Graph Structure Refinement with Energy-based Contrastive Learning
Xianlin Zeng, Yufeng Wang, Yuqi Sun, Guodong Guo, Wenrui Ding,, Baochang Zhang

TL;DR
This paper introduces ECL-GSR, an unsupervised graph structure refinement method that combines energy-based contrastive learning with generative and discriminative training to improve GNN performance on noisy graphs.
Contribution
It is the first to integrate energy-based models with contrastive learning for graph structure refinement, enhancing robustness and efficiency of GNNs.
Findings
Outperforms state-of-the-art on eight benchmarks.
Faster training with fewer samples and memory.

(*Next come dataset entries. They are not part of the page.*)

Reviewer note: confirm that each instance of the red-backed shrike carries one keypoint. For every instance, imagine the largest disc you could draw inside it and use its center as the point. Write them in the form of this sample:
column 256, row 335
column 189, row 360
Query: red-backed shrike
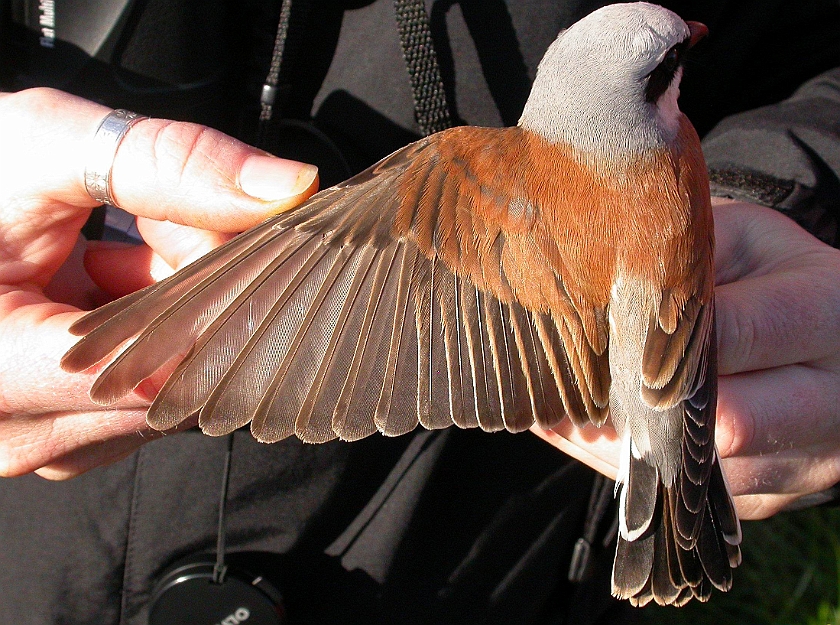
column 483, row 277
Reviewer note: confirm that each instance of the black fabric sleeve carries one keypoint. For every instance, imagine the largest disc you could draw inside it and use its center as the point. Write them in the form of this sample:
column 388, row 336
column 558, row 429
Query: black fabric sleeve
column 785, row 155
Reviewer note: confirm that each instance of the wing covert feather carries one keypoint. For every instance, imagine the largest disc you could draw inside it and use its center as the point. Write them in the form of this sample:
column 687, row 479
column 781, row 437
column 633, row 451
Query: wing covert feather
column 389, row 300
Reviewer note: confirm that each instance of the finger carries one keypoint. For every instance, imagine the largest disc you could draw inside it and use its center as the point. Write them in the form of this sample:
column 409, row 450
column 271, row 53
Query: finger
column 755, row 410
column 165, row 170
column 596, row 448
column 31, row 379
column 27, row 445
column 95, row 455
column 781, row 304
column 758, row 507
column 190, row 174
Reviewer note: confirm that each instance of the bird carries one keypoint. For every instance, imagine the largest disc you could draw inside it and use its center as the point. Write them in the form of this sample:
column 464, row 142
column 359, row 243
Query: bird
column 482, row 277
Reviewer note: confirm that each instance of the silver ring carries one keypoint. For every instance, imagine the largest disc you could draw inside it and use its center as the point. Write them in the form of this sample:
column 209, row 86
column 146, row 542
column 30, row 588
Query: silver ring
column 107, row 139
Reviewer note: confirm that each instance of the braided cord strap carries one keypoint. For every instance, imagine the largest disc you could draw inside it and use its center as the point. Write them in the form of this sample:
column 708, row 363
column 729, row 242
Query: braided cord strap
column 430, row 107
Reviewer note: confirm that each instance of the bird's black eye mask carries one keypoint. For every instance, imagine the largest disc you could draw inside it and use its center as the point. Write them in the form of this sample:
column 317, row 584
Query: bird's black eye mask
column 660, row 78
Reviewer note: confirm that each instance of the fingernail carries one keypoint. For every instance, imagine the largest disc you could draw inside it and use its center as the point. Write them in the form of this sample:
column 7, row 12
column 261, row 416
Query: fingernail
column 272, row 178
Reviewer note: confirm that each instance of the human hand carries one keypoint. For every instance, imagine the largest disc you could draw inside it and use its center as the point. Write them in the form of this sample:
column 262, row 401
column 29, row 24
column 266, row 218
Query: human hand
column 188, row 185
column 778, row 328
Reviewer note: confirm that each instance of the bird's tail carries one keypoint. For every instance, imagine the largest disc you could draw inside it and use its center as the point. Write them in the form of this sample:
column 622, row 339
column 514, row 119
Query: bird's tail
column 669, row 549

Improves node classification accuracy.
Abstract
Graph Neural Networks (GNNs) have recently gained widespread attention as a successful tool for analyzing graph-structured data. However, imperfect graph structure with noisy links lacks enough robustness and may damage graph representations, therefore limiting the GNNs' performance in practical tasks. Moreover, existing generative architectures fail to fit discriminative graph-related tasks. To tackle these issues, we introduce an unsupervised method based on a joint of generative training and discriminative training to learn graph structure and representation, aiming to improve the discriminative performance of generative models. We propose an Energy-based Contrastive Learning (ECL) guided Graph Structure Refinement (GSR) framework, denoted as ECL-GSR. To our knowledge, this is the first work to combine energy-based models with contrastive learning for GSR. Specifically, we leverage…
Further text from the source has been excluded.